As a leader of Marxist New Left, Anderson’s focus is unsurprisingly on capital. For him, the thousands of historians who have dug through archives only to write histories of American foreign policy that focus on politics, ideology, and external threat have missed the point. Instead, he thinks we should have been investigating how the United States has furthered the interests of capital. Where many historians have seen the United States acting defensively, Anderson sees a “grand strategy” concocted by America’s elite to build an empire that would make the word safe for free markets.
Anderson’s story goes as follows. Before Woodrow Wilson became president, the United States increased its influence across the Pacific and south into Latin America through its businessmen. Although they were supported by the State Department’s policy of the Open Door (the negotiation of free trade rights which the United States could exploit), bankers and industrialists mostly led this expansion on their own initiative. But Wilson, Anderson writes, provoked a “convulsive turn,” fusing “religion, capitalism, democracy, peace and the might of the United States” into an ideology of empire to justify entry into the First World War, and afterwards to lead the world.

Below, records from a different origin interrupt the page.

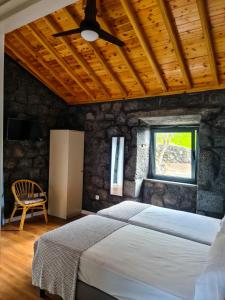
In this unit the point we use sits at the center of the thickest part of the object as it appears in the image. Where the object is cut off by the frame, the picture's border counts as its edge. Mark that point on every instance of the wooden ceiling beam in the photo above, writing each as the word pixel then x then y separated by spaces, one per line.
pixel 143 41
pixel 33 70
pixel 124 57
pixel 42 40
pixel 202 9
pixel 76 55
pixel 98 55
pixel 17 35
pixel 173 34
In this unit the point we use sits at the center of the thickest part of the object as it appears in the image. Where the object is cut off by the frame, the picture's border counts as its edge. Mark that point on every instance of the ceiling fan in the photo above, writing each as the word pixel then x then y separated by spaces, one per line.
pixel 90 29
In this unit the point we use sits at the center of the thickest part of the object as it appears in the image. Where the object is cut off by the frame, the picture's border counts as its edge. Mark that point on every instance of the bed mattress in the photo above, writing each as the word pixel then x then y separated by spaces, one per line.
pixel 190 226
pixel 137 263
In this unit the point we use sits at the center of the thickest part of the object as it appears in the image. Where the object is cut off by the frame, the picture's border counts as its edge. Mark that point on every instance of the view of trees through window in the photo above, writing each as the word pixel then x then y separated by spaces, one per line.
pixel 173 154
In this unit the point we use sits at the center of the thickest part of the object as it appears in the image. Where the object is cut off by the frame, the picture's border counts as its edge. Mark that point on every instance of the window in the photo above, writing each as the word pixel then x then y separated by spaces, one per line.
pixel 174 152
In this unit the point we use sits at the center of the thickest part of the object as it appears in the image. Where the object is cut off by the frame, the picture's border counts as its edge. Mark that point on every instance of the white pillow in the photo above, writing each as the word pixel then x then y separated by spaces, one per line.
pixel 211 283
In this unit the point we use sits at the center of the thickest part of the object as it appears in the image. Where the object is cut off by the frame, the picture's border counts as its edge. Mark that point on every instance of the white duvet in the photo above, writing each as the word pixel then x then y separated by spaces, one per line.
pixel 190 226
pixel 137 263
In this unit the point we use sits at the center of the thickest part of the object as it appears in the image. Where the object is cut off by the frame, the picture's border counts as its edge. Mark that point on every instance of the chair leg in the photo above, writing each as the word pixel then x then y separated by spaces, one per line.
pixel 23 218
pixel 45 214
pixel 13 213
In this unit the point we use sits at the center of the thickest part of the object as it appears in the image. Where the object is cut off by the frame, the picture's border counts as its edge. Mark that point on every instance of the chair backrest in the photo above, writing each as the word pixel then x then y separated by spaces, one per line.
pixel 25 188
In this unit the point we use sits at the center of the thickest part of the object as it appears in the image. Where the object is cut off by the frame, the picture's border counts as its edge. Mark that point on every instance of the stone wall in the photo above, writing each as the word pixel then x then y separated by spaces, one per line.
pixel 122 118
pixel 27 98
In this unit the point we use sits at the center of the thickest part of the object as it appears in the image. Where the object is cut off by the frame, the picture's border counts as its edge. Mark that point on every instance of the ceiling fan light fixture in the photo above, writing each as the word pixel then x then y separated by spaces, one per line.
pixel 89 35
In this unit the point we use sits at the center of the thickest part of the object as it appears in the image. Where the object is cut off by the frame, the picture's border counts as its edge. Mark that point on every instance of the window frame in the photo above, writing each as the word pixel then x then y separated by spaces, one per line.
pixel 194 153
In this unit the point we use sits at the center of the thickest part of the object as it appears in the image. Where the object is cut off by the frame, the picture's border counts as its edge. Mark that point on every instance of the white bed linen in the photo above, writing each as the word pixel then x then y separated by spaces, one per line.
pixel 136 263
pixel 190 226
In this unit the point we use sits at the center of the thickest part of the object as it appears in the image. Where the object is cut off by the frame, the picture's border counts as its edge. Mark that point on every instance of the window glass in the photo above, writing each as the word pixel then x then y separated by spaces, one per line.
pixel 174 154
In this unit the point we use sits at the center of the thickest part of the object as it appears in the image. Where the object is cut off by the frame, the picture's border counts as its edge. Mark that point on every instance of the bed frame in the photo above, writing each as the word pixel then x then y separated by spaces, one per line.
pixel 85 291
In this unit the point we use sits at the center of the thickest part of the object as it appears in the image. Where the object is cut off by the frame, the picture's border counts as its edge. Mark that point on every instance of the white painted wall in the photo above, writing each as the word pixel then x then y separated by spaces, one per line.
pixel 27 14
pixel 14 17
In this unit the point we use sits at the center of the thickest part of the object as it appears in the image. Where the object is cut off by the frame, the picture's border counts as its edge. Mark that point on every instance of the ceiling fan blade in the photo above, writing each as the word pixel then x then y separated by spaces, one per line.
pixel 110 38
pixel 90 10
pixel 68 32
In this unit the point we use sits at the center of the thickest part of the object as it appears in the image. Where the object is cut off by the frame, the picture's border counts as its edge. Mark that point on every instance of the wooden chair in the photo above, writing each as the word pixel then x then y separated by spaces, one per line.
pixel 28 195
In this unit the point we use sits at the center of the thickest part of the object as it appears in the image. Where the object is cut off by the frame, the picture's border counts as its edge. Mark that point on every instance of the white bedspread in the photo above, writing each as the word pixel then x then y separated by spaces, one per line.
pixel 190 226
pixel 194 227
pixel 135 263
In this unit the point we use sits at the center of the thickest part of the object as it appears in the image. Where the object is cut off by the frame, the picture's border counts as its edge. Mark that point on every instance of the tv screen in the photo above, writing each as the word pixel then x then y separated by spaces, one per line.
pixel 18 129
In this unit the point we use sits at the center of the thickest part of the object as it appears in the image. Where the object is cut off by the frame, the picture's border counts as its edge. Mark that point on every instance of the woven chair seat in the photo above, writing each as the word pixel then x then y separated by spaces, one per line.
pixel 28 196
pixel 32 201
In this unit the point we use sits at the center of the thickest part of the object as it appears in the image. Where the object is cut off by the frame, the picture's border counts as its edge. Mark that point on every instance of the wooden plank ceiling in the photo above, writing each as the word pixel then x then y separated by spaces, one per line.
pixel 171 46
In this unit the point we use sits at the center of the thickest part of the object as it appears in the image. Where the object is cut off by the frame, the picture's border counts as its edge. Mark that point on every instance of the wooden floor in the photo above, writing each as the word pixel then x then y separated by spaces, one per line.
pixel 16 252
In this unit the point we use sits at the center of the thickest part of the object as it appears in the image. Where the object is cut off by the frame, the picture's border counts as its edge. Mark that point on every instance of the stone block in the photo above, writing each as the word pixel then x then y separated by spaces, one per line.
pixel 129 189
pixel 90 117
pixel 106 106
pixel 210 202
pixel 157 200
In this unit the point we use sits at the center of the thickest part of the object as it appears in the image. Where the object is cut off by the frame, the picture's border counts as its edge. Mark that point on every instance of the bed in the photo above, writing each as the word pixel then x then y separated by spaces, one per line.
pixel 187 225
pixel 117 261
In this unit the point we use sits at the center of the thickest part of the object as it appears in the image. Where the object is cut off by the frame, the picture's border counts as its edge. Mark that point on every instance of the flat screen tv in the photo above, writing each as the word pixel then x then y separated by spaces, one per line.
pixel 21 130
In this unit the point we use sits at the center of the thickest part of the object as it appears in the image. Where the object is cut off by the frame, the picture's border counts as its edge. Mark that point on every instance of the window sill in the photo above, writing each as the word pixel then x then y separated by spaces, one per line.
pixel 171 182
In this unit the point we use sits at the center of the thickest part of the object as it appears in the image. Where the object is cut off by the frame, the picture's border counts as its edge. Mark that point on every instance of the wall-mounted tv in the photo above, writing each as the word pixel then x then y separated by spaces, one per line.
pixel 21 130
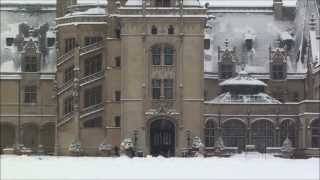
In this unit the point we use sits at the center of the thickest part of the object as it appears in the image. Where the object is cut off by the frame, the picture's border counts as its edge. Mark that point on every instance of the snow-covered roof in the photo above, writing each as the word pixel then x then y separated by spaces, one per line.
pixel 90 11
pixel 243 79
pixel 227 98
pixel 266 31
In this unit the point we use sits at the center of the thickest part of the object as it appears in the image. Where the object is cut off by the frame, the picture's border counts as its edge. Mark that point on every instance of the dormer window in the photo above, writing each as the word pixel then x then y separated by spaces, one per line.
pixel 30 64
pixel 278 71
pixel 162 3
pixel 171 30
pixel 9 41
pixel 154 30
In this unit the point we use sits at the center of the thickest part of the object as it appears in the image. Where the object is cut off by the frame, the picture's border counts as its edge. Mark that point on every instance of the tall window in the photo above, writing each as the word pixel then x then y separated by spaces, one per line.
pixel 226 71
pixel 118 95
pixel 168 88
pixel 30 64
pixel 68 74
pixel 93 96
pixel 69 44
pixel 117 122
pixel 171 30
pixel 118 61
pixel 30 94
pixel 68 105
pixel 92 40
pixel 93 65
pixel 156 56
pixel 162 3
pixel 209 133
pixel 168 56
pixel 156 88
pixel 162 55
pixel 154 30
pixel 93 123
pixel 315 133
pixel 278 71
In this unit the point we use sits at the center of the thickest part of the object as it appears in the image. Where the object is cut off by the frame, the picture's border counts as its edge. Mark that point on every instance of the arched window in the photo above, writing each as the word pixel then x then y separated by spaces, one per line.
pixel 234 133
pixel 171 30
pixel 288 129
pixel 154 30
pixel 156 56
pixel 168 56
pixel 93 123
pixel 262 132
pixel 209 131
pixel 315 133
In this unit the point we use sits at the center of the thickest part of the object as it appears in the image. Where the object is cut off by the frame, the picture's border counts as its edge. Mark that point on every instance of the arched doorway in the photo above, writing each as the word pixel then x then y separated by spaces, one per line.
pixel 30 135
pixel 47 136
pixel 315 133
pixel 288 129
pixel 262 132
pixel 7 135
pixel 234 133
pixel 162 138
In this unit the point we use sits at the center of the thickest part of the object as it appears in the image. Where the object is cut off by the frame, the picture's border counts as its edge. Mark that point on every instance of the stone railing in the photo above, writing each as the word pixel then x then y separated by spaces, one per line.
pixel 80 18
pixel 92 47
pixel 91 78
pixel 168 11
pixel 91 109
pixel 167 104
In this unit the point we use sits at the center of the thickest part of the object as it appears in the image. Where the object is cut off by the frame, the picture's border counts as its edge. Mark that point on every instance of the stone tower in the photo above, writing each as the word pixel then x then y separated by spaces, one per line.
pixel 62 6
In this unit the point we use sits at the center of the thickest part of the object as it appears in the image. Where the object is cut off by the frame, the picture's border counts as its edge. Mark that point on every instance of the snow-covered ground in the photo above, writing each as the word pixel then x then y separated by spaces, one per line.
pixel 237 167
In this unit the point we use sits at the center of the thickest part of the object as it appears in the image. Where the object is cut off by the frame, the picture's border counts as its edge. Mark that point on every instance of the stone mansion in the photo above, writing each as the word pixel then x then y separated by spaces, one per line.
pixel 160 72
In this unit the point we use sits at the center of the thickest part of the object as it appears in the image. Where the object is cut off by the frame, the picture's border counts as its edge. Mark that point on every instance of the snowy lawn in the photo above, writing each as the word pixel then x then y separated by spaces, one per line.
pixel 241 166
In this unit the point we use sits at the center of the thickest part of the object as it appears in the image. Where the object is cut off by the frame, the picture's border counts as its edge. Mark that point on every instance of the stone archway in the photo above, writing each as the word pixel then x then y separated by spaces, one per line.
pixel 47 137
pixel 30 135
pixel 162 138
pixel 7 135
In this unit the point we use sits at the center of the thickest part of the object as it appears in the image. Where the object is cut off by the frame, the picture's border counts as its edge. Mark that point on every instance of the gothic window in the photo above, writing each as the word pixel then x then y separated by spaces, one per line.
pixel 9 41
pixel 168 88
pixel 278 71
pixel 226 71
pixel 234 133
pixel 30 64
pixel 93 65
pixel 288 129
pixel 171 30
pixel 50 42
pixel 30 94
pixel 168 56
pixel 93 123
pixel 70 44
pixel 207 44
pixel 162 3
pixel 93 96
pixel 262 134
pixel 209 133
pixel 118 61
pixel 92 40
pixel 68 105
pixel 315 133
pixel 156 88
pixel 118 95
pixel 156 56
pixel 68 74
pixel 154 30
pixel 117 122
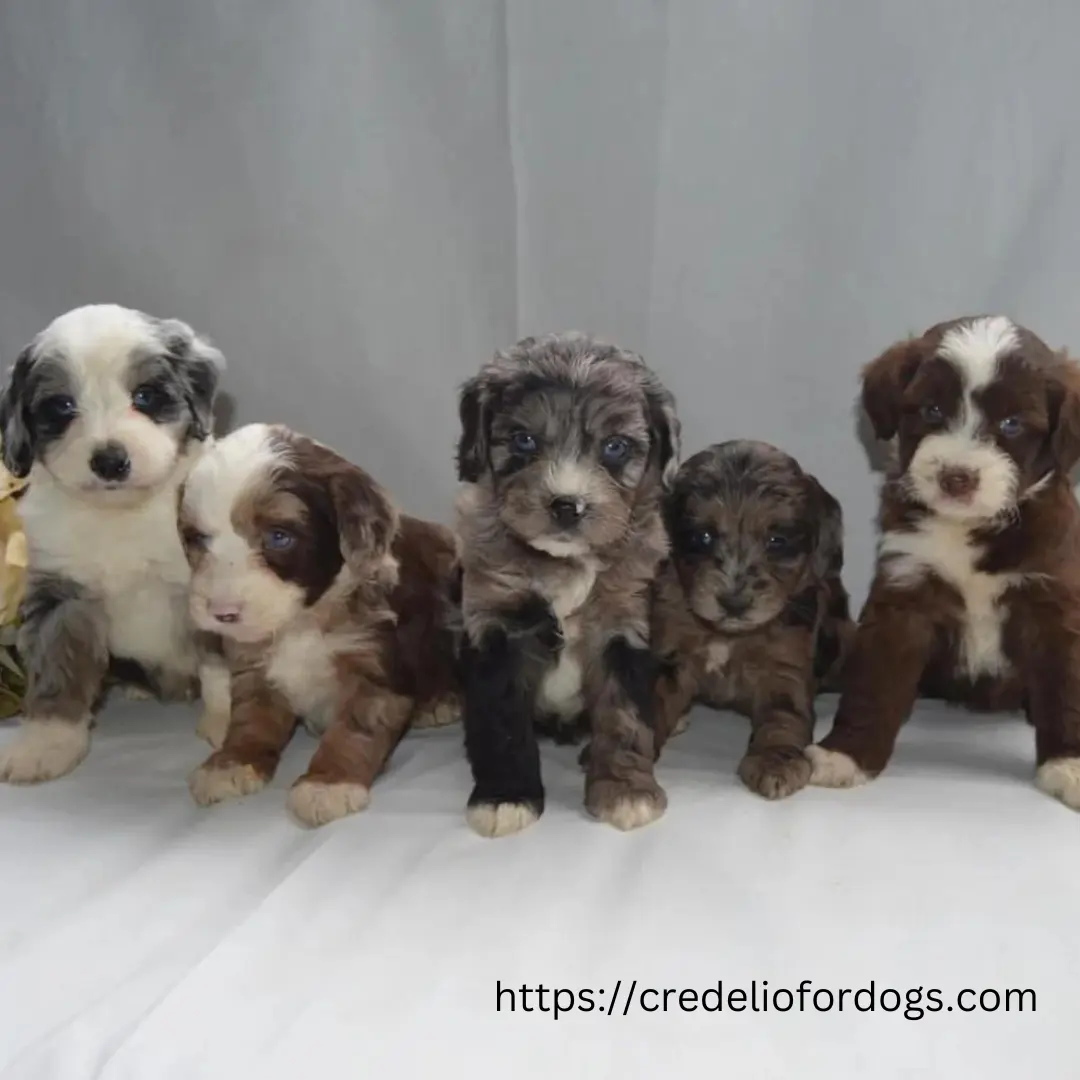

Wilson’s plans for the League of Nations were rejected and in the 1920s Americans returned to their pre-war ways. After the Depression brought home the perils of international financial markets, Pearl Harbor offered Franklin Roosevelt a chance to turn this traditional expansion from below into an empire of command, securing by military might. His planners, writes Anderson, had two aims: “the world must be made safe for capitalism at large; and within the world of capitalism, the United States should reign supreme.”